He seemed excited about it. I found it hard to understand why. Sit and do nothing. Didn't sound exciting to me, not at all. I'd choose fighting over that, anytime.

Sam mumbled something about going to the local library. He seemed as annoyed as i was. I managed a smile as he nodded at me, his way of quietly saying bye to me, in case i wasn't here anymore when he'd return.
Standing awkward, as per usual, at the corner of the small room, i looked outside the window at the sky.

My brothers were uneasy. You'd think the Winchesters should have been as well. But Dean's explanation when i asked was as simple as it could be.

''Angels, can't find us anymore, right? So what's to worry about?''

Maybe he had a point, but i just couldn't find it in me to calm down. Since we find out that when Sam escaped the cage so did Lucifer, i couldn't stop thinking of the possibilities.
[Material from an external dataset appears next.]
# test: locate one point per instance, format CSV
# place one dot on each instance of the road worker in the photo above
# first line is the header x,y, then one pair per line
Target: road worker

What if my brothers followed me here? It is my responsibility to protect the Winchester, not put them in danger.
Watching Dean, relaxed like that, just drinking his beer and watching tv. I never completely understood the way he makes me feel, but i know i wish his life could be just like that, without worries.

If i had to choose the happiest moment of my life, it would be the day Dean told me, i was part of his family. That's when i realize that i feel for Dean as i feel for my brothers in Heaven.
No matter what, i will always stand by his side, protect him, support him. Maybe i am not welcome in Heaven, but Dean is my brother now. I smiled to myself at the thought but it seems Dean had noticed i was staring at the sky.

''Stalking your brothers again? Anything interesting?'' i turned to him and approached the couch.

''No Dean, nothing that concerns you.'' i assured him and made a look around as i heard him yawn. ''I shall let you rest. I will be back in the morning..''

''Hey.. wait, where you going ?'' i chuckled as Dean mumbled sleepily and i picked up the blanket from the edge of the couch to cover him.

''There's just something i want to do.. I will be back here in the morning..'' i explained and he nodded, already asleep before i zapped, as he would say, away..


Lucifer POV

''Argh..'' i groaned to myself and rolled my eyes. ''What are you Castiel? His maid?'' i mumbled to myself as he covered the sleeping human with a blanket.

I've stood out here, for hours. Castiel either had noticed me following him around, watching him for days and had decided to ignore me, or he was already weaker than i thought and needed my help soon.
His thoughts must have drawn me to him, because i wasn't sure why i was following him.
He seemed to be thinking of me and surprisingly, he was worried, or at least i thought so.
I had to work on.. feelings. I didn't recognize them clearly yet.
Most of his thought were around that uncivilized ape, Dean Winchester. I found myself, thanking my Father for Sam being my vessel. I could never even be close to that creature, he disgusts me. Sam is more like it.
But most of all now, i cared about my little angel brother.

Sam wouldn't say yes to me, or at least not just yet. And it could wait.
But my brother.. he had all those insane thoughts in his head about how to save the world.
I never meant for my brothers to die, or fight each other like that. And Castiel.. he was far more important than he thought.
I wouldn't let him simply like that ruin himself. Poor thing seemed to miss Heaven.

I followed him as he flew through the clouds to what i assumed was his ''secret place'' but it seemed like he was looking for a cloud that he could spend the night on. Of course. He knew i was here, how could i think he wouldn't notice.
Certainly he wouldn't trust me to show me his special place on Earth but i didn't mind.
I didn't expect him to suddenly trust me. But he seemed to be willing to talk to me. That for now, was enough.


Castiel POV

''Lucifer..'' I nodded, keeping my eyes on the sky, as he approached behind me.

''Castiel.. always so innocent, so naive. You honestly though you'd get away with this?'' i could practically ''feel'' his smirk, even if i didnt turn to look at him and he sat by me on the edge of the cloud.

I had felt him follow me the second i left the motel room. But why, i didn't understand. He had found Sam, he would return to that room soon and i would be away. Why not stay there?

''What do you want from me brother?'' i looked at him and couldn't help my smile when i saw him relaxed, staring at the stars. Reminded me of the old days. When we were kids. I shook my head and looked down, ashamed of myself. No, i wouldn't forgive him. I won't.

''You are still calling me brother.. Thank you..'' the devil smiled at me and i chuckled despite myself.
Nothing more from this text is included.